In den 1980er-Jahren betreibt eine vietnamesische Gang in Kalifornien brutale Geschäfte. Zu den Draht­ziehern gehören die Brüder Dung und Hung, die 1979 als Flüchtlinge in den USA gelandet sind. 1990 wird Dung erschossen, bald darauf auch Hung. 30 Jahre später will Dungs Tochter Yen, die mit ihrer Familie in Basel lebt, heraus­finden, wer ihr Vater war. Und wer ihn getötet hat. (Einige der Namen wurden aus Gründen des Persönlichkeits­schutzes geändert.)

Sie lesen: Teil 2

Die grosse Liebe, das schnelle Geld und der Maulwurf

Teil 3

Die Leiche im Porsche

Teil 4

Bis keiner mehr da war

1979 dann der nächste Wendepunkt in der Geschichte von Yens Familie: Die chinesische Armee fiel in Vietnam ein und besetzte mehrere Städte im Grenzgebiet. Der Einmarsch sollte den Nachbarn dazu bewegen, sich aus Kambodscha zurückzuziehen, wo Vietnams Armee gegen die mit China verbündeten Roten Khmer kämpfte. Chinas Intervention wurde zu einem kurzen, blutigen Krieg, blieb aber so weit folgenlos. Ausser für die bereits unter Diskriminierung leidende chinesische Minderheit, die fortan unter General­verdacht stand. Wer das Geld für die Überfahrt auftreiben konnte, verliess das Land mit dem nächsten Boot.

China

2

Vietnam

1

Südchinesisches Meer

Laos

Thailand

1. Haiphong

2. Hongkong

China

2

Vietnam

1

Südchinesisches Meer

Laos

Thailand

1. Haiphong

2. Hongkong

Als Linhs Mutter aus ihrer Nudel­fabrikation in Haiphong vertrieben wurde, packte sie ihre Habseligkeiten und bestieg mit ihrem Mann und den fünf Kindern ein Boot. Der Abschied fiel schwer, aber es war ja nicht der erste. Brüche strukturieren die Familien­geschichte, und Heimat war immer nur eine Variable, bedeutete nichts mehr, als einen Ort auf Zeit zu haben. Halt gab immer nur die Familie, die bestehen blieb und Schutz bot, selbst wenn alle staatlichen Strukturen wegbrachen oder sich gegen einen richteten.

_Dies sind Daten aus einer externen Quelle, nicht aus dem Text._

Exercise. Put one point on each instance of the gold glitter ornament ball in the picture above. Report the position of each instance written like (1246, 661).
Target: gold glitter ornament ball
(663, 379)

Das Leben in Hongkong war von Langeweile und Zukunfts­ängsten geprägt. Ein Jahr lang wurden die Flüchtlinge im Camp eingeschlossen. Sie schliefen auf dem Boden in überfüllten Massen­unterkünften. Erst danach öffneten die Behörden das Lager, und die aus Vietnam Geflohenen durften die Stadt betreten. Dort konnten sie, wenn auch verdeckt, ein bisschen Geld mit Hilfs­arbeiten verdienen. Und, wenn sie Entsprechendes im Sinn hatten, Kontakte zu den Triaden knüpfen, Hongkongs mächtiger Unterwelt.

Zu jener Zeit wusste die Welt­öffentlichkeit bereits von den boat people und den vielen Flucht­toten. Medien­berichte über festsitzende und gekenterte Boote hatten die Runde gemacht. Frankreich und die USA als frühere Kriegs­parteien hatten sich bereit erklärt, Hundert­tausende Flüchtlinge aufzunehmen, und sie drängten andere Staaten dazu, es ihnen gleichzutun. Deutschland nahm schliesslich 40’000 Vietnamesen auf, und auch die Schweiz übernahm 8000 Menschen aus den asiatischen Flüchtlings­lagern. Die Hilfs­bereitschaft der Staaten­gemeinschaft war eine andere als heute. Das Wort «Wirtschafts­flüchtlinge» war noch nicht Teil des politischen Vokabulars. Dafür «System­flüchtlinge», für Menschen, die vor dem Kommunismus weggerannt waren.

Das Wunschziel der allermeisten Flüchtlinge war Amerika. Auch die beiden Familien von Yens Eltern wollten dorthin. Doch nur Yens späterer Vater Dung und seine Angehörigen erhielten ein US-Visum, weil eine Verwandte bereits in Kalifornien lebte und für sie bürgte. Yens Familie mütterlicher­seits wurde die Einreise in die USA verwehrt, dafür nahm sie die Schweiz auf.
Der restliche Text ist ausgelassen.